Problems I'd like to have

I read a lot of agent blogs, because as an aspiring writer I follow their careers like normal people obsess over baseball players. I have seen a few different agents refer to a particularly brutal turn in the Simon & Schuster boilerplate contract where they apparently get to keep the writer's testicles in a jar (ovaries for a female author, of course) for the author's natural lifetime. The Rejecter gets Simon & Schuster's take, which is apparently that first of all the testicles are very well preserved, and second of all any serious writer is going to be far too busy to make any use of them.

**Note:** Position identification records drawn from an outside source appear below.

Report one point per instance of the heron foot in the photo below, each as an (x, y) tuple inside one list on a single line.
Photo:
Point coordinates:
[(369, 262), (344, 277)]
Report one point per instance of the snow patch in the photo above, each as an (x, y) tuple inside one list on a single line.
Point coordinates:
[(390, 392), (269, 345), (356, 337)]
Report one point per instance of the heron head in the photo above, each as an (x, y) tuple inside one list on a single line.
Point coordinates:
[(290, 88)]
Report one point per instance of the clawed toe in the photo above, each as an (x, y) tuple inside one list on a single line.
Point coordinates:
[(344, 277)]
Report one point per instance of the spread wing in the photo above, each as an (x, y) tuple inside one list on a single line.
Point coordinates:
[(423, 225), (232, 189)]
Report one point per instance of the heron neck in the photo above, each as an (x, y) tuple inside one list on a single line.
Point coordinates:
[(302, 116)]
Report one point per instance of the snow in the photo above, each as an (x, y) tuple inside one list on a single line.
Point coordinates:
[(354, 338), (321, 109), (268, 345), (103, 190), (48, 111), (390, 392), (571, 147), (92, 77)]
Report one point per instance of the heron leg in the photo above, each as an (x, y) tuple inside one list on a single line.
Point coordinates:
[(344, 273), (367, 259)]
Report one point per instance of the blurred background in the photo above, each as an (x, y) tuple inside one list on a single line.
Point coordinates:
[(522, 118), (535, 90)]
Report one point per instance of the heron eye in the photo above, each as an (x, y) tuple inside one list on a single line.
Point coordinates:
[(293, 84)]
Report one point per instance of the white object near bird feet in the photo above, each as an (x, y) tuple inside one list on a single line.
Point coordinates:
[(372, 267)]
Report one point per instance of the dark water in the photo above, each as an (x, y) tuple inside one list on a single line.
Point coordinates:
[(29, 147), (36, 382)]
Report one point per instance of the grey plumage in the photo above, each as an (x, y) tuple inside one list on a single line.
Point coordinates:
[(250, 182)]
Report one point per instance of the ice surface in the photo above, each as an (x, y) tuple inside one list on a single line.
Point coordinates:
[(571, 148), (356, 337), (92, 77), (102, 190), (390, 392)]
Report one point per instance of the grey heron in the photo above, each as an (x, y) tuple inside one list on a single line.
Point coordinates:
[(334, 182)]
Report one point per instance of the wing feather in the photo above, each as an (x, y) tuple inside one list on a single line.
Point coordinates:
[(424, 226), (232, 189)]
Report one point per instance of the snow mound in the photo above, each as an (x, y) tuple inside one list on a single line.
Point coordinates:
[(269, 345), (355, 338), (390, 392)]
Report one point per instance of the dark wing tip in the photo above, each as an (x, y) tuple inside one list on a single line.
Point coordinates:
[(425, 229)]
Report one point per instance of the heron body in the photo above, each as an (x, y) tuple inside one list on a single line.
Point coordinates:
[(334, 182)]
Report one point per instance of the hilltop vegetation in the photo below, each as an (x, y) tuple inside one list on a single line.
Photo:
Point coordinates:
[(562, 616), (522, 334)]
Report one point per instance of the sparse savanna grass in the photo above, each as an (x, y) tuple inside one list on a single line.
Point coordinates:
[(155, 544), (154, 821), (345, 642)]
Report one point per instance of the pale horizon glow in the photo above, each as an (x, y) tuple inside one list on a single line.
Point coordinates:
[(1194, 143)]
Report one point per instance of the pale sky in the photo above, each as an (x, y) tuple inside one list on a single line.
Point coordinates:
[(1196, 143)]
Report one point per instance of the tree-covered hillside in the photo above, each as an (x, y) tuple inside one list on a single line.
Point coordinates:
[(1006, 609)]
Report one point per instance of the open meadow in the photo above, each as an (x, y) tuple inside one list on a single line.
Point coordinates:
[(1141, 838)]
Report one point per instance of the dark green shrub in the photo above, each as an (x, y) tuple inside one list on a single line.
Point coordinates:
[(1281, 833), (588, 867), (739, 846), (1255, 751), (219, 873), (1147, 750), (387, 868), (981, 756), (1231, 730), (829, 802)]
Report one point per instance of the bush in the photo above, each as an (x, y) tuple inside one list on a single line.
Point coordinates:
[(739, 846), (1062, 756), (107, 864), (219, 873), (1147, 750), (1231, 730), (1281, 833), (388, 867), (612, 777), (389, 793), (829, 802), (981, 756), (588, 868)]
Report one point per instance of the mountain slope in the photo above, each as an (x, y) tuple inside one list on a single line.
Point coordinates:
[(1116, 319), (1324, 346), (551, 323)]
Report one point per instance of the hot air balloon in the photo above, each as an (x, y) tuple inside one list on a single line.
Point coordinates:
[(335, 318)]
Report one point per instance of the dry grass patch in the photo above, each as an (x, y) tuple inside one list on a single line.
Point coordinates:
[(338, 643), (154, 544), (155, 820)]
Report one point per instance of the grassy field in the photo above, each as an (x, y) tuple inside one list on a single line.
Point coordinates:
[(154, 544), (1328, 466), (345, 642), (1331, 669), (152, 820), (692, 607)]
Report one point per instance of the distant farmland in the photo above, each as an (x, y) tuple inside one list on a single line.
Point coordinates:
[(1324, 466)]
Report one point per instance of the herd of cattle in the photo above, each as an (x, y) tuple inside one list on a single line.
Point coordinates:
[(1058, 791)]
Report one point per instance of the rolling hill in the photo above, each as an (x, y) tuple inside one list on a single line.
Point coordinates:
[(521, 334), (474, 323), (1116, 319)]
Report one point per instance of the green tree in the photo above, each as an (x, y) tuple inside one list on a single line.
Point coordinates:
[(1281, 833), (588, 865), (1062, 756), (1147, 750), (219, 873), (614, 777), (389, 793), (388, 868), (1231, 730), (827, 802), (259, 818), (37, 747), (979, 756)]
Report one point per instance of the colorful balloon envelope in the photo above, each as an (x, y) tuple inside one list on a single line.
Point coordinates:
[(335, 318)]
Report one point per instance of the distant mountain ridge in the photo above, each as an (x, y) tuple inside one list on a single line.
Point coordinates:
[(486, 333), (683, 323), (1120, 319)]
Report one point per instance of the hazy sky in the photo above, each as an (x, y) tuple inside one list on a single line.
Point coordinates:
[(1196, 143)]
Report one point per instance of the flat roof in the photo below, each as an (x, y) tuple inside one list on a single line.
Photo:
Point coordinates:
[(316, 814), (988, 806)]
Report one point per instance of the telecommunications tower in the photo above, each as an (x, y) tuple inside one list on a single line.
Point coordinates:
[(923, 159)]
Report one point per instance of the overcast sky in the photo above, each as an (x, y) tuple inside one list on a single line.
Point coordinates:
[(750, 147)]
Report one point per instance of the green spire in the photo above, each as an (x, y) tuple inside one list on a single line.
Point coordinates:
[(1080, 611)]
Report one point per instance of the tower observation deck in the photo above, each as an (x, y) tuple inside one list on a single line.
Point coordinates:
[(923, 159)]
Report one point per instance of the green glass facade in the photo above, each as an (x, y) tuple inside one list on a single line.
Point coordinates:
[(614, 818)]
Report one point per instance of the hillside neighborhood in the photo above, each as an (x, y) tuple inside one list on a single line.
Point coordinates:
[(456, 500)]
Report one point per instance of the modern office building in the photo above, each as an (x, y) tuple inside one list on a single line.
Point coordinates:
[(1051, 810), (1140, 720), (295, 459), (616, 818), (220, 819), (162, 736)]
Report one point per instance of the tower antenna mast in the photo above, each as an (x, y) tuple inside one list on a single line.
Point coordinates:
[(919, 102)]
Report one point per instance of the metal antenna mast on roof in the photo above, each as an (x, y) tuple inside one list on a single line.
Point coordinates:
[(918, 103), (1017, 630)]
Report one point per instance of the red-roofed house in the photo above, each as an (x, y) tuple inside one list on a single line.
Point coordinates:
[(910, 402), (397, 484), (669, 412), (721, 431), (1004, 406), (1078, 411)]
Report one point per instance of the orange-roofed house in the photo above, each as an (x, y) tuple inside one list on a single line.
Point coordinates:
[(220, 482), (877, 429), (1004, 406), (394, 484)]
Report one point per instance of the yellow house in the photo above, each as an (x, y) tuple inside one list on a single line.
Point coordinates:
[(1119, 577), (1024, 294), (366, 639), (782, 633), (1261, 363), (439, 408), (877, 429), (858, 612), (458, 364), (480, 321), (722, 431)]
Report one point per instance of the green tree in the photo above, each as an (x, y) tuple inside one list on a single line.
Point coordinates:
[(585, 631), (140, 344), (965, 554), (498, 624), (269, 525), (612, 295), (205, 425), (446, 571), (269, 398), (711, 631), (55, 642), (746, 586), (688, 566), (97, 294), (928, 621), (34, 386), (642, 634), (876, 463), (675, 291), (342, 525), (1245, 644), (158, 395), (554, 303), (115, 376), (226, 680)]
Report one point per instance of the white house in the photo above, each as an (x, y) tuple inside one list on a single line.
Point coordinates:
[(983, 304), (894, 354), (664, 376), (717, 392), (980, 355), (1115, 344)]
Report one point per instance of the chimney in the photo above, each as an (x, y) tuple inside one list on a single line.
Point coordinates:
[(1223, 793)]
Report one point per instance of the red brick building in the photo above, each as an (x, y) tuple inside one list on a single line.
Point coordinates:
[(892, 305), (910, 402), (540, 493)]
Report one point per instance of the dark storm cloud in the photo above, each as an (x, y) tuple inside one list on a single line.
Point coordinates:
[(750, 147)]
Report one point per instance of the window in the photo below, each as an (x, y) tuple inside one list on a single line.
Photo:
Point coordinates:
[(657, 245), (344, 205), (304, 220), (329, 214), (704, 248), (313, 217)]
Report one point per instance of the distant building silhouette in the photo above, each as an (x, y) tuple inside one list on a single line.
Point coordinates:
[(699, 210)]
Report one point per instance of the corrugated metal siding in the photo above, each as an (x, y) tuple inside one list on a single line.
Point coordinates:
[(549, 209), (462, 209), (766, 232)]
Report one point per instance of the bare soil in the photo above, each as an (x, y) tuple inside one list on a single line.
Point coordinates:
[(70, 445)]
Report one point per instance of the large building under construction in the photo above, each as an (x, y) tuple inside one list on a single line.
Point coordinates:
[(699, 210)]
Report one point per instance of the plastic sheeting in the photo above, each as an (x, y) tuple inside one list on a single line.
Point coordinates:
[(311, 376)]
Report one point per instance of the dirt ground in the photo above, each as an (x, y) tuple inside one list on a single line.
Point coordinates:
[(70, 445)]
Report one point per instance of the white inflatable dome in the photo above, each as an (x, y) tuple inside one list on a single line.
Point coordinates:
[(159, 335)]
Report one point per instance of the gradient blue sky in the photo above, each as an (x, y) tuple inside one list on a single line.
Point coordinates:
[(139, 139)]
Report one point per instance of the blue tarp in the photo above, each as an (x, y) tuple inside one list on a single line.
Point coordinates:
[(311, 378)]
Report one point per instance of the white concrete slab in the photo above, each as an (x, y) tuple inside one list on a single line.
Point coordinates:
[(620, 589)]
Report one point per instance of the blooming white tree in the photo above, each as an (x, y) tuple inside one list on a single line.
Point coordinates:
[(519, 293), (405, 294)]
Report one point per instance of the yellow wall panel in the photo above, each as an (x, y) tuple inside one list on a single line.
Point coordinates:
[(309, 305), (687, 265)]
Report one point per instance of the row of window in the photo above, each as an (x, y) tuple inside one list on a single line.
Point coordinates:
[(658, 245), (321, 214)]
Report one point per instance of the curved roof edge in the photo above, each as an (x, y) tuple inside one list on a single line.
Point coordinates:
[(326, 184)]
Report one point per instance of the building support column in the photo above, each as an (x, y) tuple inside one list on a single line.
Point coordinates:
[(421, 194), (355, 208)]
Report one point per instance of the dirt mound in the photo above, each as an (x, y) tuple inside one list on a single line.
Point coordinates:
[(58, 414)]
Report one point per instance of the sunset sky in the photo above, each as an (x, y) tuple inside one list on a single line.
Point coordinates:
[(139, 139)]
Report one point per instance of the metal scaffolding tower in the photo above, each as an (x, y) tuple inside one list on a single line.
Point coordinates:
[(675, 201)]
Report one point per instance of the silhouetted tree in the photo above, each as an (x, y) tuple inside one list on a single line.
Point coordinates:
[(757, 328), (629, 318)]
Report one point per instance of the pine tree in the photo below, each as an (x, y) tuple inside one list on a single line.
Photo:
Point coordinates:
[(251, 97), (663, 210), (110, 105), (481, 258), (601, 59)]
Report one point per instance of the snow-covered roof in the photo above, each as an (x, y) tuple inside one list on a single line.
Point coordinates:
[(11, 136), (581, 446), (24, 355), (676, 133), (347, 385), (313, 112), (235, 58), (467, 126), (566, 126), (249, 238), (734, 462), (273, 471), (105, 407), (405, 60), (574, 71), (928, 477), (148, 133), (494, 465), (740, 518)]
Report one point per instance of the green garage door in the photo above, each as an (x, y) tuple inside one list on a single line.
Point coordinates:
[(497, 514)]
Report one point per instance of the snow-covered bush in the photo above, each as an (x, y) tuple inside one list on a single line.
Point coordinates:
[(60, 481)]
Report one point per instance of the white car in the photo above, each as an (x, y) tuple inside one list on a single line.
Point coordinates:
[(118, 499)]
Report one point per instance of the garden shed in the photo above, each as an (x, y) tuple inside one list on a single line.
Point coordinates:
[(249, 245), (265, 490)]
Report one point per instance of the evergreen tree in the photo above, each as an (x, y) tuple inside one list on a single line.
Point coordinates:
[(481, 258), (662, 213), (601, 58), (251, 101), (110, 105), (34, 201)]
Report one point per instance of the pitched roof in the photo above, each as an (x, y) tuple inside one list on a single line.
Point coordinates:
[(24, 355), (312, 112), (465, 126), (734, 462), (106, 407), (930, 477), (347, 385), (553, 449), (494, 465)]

And, being in the place that I am in my life, the only thing I can think about is how much I wish I was in a position where I had to decide whether to sign a contract like that. I can pretty much visualize the conversation:

SLEAZY PUBLISHING LAWYER: I think you'll find it's all a pretty standard industry contract. Just sign on that line.

Smoke drifts from behind the lawyer and his devil tail is briefly visible

MY AGENT (Preferably played by Ethan Ellenberg or Caitlin Blasdell): Wait a minute! It says in clause 437.16.32q that if you don't make back your advance they get to sacrifice you to Yog Sothoth by pounding a nail through your head at midnight on a full moon.

Author holds pen over contract uncertainly.

AUTHOR: Oh, um, yeah, I see that. So what kind of nail is it exactly?

Obviously it's for people like me that agents were invented.


Reid said...

I know what you mean, it seems sometimes like if someone would offer me a publiching deal, I'd allow them to rewrite all of my books in "LOLcats" dialogue.

Me: "Skeeter was always a man of few words, especially the kind you can say in front of children. Given the right opportunity, he could really turn into a simpleton."
After Pub: "him noyt speek to gud."

Love the blog, and thanks for the kind words!

Denni said...

I sympathise with the way you feel, but someone has to keep those sleazebags in check.

Anyway, that should be old news by now, I thought Simon & Schuster baked down? (SFWA was up in arms about it)

Jim Stewart said...

Yeah, the Rejecter said they renegotiated it with the Author's Guild. I think the new deal is if you don't at least make 1k a year in royalties you get the rights back.

Apparently 1k a year on a book is a more than most people get. Great.

So unless I have 55 books earning royalties at once, I guess I can forget about quitting my day job.

ORION said...

Well I can tell you that this clause was not in my Putnam contract and if it was, my agent would have balked. There are other more important issues though that many authors do not consider (world rights for one).
This (as others have pointed out) is a reason you need an agent.
Re: the day job. It is a fact of life that even with 6 figures the length of time between payments , the tax bite and the promotional costs mean that it is either feast or famine and a bit of stress to ensure book 1 is successful and book 2 can meet expectations.
When I look at authors who can sustain a readership I see authors who steadily built a career over time.
Let's just say that I am still enrolled in my PhD program and am focused on keeping my life the same -- AND write.